The response to naked sectarianism on Belfast’s streets by the four main parties has been, at the very best best, unimaginative. Backin’ Belfast, a £600,000 publicly funded advertising campaign, was set up to reverse the losses made by businesses in the city as a result of the protests. Little has been done to challenge the anti-democratic, fascistic nature of the protests. Even less has been done to challenge the sectarian nature which lays the basis of the northern state. Instead, people have been encouraged to do their drinking, dining and shopping in Belfast. The alternative to sectarian hatred, apparently, is mass consumerism.

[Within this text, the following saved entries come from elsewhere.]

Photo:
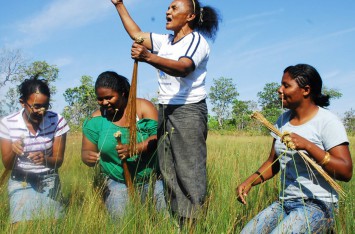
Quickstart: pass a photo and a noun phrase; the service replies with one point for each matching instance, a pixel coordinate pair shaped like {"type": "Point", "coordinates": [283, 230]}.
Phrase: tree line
{"type": "Point", "coordinates": [229, 113]}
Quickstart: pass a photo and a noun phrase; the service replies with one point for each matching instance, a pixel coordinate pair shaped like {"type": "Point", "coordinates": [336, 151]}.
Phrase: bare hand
{"type": "Point", "coordinates": [299, 142]}
{"type": "Point", "coordinates": [139, 52]}
{"type": "Point", "coordinates": [123, 151]}
{"type": "Point", "coordinates": [242, 192]}
{"type": "Point", "coordinates": [37, 157]}
{"type": "Point", "coordinates": [115, 2]}
{"type": "Point", "coordinates": [90, 157]}
{"type": "Point", "coordinates": [17, 147]}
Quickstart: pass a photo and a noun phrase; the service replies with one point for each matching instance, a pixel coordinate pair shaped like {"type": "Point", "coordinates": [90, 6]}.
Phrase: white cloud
{"type": "Point", "coordinates": [62, 62]}
{"type": "Point", "coordinates": [64, 14]}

The public faces of Backin’ Belfast have been pub owners and retailers, such as Michael Deane and Colin Neill,who have lamented the loss of trade suffered by city centre bars and shops. They want an end to the protests, not because of the sectarianism on display at the demonstrations, but because they want to get back to ‘business as usual’. The fact that the pub and retail trades in Belfast are notorious for their gross exploitation of young workers goes largely unnoticed. Perhaps people would be able to afford to eat in Deane’s restaurant and shop in River Island at the weekend if bosses in these sectors paid their staff a living wage. Student blogger Aisling Gallager articulated this point excellently when she wrote:
“I am not #BackinBelfast- I can’t afford to. Neither can most students. Whilst students were not the main focus of this article, I’ll stick to what I know best- students are struggling to get by as it is, and with £9k fees for GB students in Queen’s University, halls that are more expensive than the basic loan, and a severe lack of part-time jobs (and those employed taken advantage of horrendously by their employers), students shouldn’t be shamed into spending more money than they can afford.”
The peace process should be about more than facilitating the needs of business owners; it should be about creating a better society, free from both bigotry and exploitation. It won’t be easy, and I don’t claim to have all the answers. But what’s absolutely certain is that tacky PR gimmicks such as Backin’ Belfast will not overcome the sectarianism which exists in the north.